Smarden became very prosperous and some fine houses were built in the 15th and 16th centuries, many of which remain today. The Cloth Hall (1430) is an example of a fifteenth-century yeoman's timber hall house. Although built as a farm it became the central clearing warehouse for the local cloth industry; the broad-cloth would have been taken from there to the port of Faversham.

Jubilee House on Pluckley Road is a Grade II listed house built c. 1772.

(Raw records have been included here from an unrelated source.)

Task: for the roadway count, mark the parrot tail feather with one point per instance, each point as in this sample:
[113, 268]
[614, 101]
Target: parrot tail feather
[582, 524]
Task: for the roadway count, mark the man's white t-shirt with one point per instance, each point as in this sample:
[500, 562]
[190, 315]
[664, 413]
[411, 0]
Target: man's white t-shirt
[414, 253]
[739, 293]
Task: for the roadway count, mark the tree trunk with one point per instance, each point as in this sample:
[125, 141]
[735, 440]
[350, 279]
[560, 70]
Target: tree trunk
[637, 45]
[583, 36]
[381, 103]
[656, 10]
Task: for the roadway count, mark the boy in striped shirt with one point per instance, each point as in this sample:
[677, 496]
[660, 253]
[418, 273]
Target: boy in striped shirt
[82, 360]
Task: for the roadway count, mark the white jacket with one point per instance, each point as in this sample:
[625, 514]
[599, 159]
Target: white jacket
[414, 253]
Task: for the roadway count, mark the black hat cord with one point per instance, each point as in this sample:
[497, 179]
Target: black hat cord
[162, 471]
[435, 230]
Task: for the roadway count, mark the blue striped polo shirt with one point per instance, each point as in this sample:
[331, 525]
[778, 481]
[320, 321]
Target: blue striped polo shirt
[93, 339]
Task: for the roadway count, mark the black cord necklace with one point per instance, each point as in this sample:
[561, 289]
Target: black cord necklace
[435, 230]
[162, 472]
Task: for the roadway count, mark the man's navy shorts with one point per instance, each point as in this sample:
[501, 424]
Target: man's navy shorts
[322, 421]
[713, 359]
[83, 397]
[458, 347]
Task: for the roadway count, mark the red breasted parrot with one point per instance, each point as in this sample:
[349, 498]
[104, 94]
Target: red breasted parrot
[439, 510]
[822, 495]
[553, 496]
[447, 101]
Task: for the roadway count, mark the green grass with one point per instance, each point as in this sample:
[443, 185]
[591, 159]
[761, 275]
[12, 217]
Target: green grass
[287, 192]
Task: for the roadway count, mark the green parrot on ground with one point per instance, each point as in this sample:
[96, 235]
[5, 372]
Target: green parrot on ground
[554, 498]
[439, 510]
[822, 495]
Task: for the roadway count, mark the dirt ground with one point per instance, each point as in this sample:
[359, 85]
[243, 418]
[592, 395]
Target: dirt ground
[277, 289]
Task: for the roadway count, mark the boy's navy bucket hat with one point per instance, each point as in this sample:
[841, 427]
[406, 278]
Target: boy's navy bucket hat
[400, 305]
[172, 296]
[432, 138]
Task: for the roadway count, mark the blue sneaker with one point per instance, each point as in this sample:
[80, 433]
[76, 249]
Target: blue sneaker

During the Second World War, houses in Smarden, such as Gilletts, were used to relocate evacuees from London.

==Geography==
The area is drained by the headwaters of the two major rivers ultimately flowing north, via Maidstone to the west or Ashford to the east. These rivers are the River Medway and the River Stour however many of these headwaters are only seasonal.

==Amenities==
There are three large, family-catering pubs: The Flying Horse, The Bell and The Chequers. The smaller Maltmans Hill and Haffenden Quarter are also in the civil parish.

==Demography==
The population rose by 79 between 2001 and 2011.

== Past residents ==
- Dorothy Crisp (1906–1987), author, political writer, publisher, chairman of the British Housewives' League, lived here. She married John Becker in London in 1945, but retained her maiden name; they moved to the village and had two children.
- Lady Marie-Noële Kelly (1901–1995), Society hostess, traveller, features writer. Widow of diplomat Sir David Kelly. Lived at Romden until her death in 1995.
- John Baptist Lucius Noel (1890–1989), British army officer, adventurer, mountaineer (official photographer of the 1922 and 1924 Everest expeditions) lived in and restored the Cloth Hall and at Hartnup House.
- Mervyn Peake, author and artist. Lived in Smarden in 1950.
- George Roger (1908–1995), pioneer photojournalist. Known for his Second world war photography. First Western photographer at the relief of Bergen Belsen. His post war African tribal photography created a new genre of photography, including the Nuba tribes of Sudan. A founding member of the Magnum photo agency. Lived at Waterside house.
- Michael Randolph (1925–1997), editor of The Reader's Digest and member of the Press Council lived at The Cloth Hall from 1962 to 1989. On his retirement he became an assistant Priest of the Parish after attending the Canterbury school of ministry.